After the worst has happened
After the worst has happened by Rebecca Helman
It is the end of my Honours year. I am at a party to celebrate. I am shivering, despite the warm evening as I stand with a group of my classmates on the patio. We are anxiously waiting to hear if the two girls who left the party to go for a walk and did not return, have been found. Someone comes running towards us out of the darkness. He takes a breath, “the worst has happened”, a pause… “they have been raped”.
I have thought of those words many times in the last five years. I have been recalled to them again in the past few weeks as another spate of highly publicised rapes (and murders) infiltrate my consciousness:
RAPE IS THE WORST THING THAT CAN HAPPEN TO A WOMXN
I hear this message echoed in the words of Judge Kgomo as he hands down sentencing to serial rapist Christian Cornelius Julies in the North West. “It is unquestionable that if he was not stopped in his tracks, belatedly though, the devastation of girls and women’s lives would have continued”.

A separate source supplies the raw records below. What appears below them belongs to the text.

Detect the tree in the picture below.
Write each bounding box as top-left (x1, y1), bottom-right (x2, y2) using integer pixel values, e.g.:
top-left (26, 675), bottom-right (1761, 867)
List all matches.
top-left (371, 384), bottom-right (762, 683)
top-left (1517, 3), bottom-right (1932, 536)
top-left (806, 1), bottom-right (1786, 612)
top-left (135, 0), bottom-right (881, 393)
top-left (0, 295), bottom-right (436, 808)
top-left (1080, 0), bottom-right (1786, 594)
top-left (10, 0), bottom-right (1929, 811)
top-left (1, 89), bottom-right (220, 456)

I hear it in the numerous posts on Facebook that recur on my news feed which proclaim that “my biggest fear is being raped”.

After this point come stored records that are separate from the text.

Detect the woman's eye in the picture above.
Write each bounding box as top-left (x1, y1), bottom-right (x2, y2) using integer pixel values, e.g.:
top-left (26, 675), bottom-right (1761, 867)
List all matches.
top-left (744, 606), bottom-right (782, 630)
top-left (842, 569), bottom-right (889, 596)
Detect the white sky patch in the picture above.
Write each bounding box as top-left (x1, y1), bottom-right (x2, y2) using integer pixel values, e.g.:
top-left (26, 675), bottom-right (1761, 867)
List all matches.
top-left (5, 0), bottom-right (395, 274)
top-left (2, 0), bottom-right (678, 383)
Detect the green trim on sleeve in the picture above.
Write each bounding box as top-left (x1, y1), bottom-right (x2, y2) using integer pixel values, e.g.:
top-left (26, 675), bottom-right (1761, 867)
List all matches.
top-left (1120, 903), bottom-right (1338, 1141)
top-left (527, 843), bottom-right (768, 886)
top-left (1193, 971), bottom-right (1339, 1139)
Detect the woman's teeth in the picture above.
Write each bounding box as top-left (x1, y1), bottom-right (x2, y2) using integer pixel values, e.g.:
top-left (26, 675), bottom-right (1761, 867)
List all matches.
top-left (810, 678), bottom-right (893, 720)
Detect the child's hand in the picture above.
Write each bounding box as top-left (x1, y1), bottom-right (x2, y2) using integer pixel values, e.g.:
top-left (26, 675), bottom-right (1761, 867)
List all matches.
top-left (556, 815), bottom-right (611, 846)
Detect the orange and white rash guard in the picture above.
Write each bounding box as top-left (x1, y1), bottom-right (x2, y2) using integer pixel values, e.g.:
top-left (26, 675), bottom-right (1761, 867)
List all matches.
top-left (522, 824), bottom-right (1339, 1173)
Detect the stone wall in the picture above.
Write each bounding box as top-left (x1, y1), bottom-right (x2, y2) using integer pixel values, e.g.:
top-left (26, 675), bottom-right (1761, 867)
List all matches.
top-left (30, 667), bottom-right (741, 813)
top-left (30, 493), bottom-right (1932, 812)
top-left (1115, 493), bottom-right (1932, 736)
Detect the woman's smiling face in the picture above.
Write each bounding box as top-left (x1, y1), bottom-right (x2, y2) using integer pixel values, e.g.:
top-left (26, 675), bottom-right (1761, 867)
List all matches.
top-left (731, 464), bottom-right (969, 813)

I am torn as I write this because it was my biggest fear -so much so that at the moment that I was being dragged into the bushes I thought to myself “oh god this – the worst thing – is finally happening to me”. But what does it mean for me now? What can I do now that the worst has happened to me?
According to this narrative my life has been devastated, I have been violated in the most extreme way imaginable, I am worse than dead. I have struggled under the weight of this for 18 months now. I have tried to reconstitute myself amidst the constant echo that this is not actually possible – that I will never be whole and unbroken ever again.

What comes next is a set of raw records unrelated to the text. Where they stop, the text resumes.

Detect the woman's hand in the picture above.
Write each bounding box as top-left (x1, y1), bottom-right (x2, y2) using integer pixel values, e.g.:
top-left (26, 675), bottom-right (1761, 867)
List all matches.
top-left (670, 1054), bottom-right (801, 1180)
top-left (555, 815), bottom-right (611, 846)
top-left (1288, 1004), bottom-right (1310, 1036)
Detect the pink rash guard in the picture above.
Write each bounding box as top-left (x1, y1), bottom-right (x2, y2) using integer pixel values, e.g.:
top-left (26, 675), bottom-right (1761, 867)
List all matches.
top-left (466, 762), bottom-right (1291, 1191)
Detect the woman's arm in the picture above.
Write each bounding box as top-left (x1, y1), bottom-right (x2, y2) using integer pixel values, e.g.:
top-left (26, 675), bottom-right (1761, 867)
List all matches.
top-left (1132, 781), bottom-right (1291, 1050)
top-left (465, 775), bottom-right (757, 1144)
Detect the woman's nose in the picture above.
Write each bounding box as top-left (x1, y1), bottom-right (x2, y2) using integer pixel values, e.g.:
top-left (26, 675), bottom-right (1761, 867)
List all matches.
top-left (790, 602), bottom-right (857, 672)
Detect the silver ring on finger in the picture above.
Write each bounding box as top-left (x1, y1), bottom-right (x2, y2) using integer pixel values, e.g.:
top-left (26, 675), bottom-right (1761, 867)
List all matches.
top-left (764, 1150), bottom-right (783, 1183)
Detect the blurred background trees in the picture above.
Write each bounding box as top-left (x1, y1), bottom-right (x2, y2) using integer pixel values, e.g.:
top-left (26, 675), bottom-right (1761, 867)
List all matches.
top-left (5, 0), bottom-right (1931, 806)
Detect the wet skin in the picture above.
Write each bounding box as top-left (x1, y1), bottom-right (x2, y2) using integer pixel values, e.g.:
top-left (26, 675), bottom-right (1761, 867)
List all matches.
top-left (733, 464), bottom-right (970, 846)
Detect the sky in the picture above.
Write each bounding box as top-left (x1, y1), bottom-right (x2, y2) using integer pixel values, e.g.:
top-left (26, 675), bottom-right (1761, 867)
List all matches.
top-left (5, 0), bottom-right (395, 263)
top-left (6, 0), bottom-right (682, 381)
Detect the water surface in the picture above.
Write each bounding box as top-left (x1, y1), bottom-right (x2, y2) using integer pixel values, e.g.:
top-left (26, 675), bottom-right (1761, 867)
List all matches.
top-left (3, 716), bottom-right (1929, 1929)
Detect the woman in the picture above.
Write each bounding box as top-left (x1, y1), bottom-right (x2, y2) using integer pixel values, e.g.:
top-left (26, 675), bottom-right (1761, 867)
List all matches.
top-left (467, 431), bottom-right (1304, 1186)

I am not denying that being raped is terrifying and terrible. How could I deny this? It was terrifying and terrible – so terrifying and terrible that I left my body for a while and just hovered above myself, trying not to look down on what was happening.
BUT I am concerned about how the dominant narratives about sexual violence, including the one that being raped is the worst thing, impact on the ability to move beyond the terrifying and terribleness of rape. How is it possible to heal when disclosing an experience of trauma is met with “Oh my goodness! That is my worst fear!”? How are those who have been violated supposed to heal when they are constantly reminded that they have been dehumanised in the most severe way?
I am not suggesting that we should not continue to call out the horror that is sexual violence. All instances of sexual violence are unacceptable and need to be plainly rendered as such.
But I am asking that we think more carefully about how we do this so that we do not reinscribe pain and horror on the bodies, psyches and souls of those around us.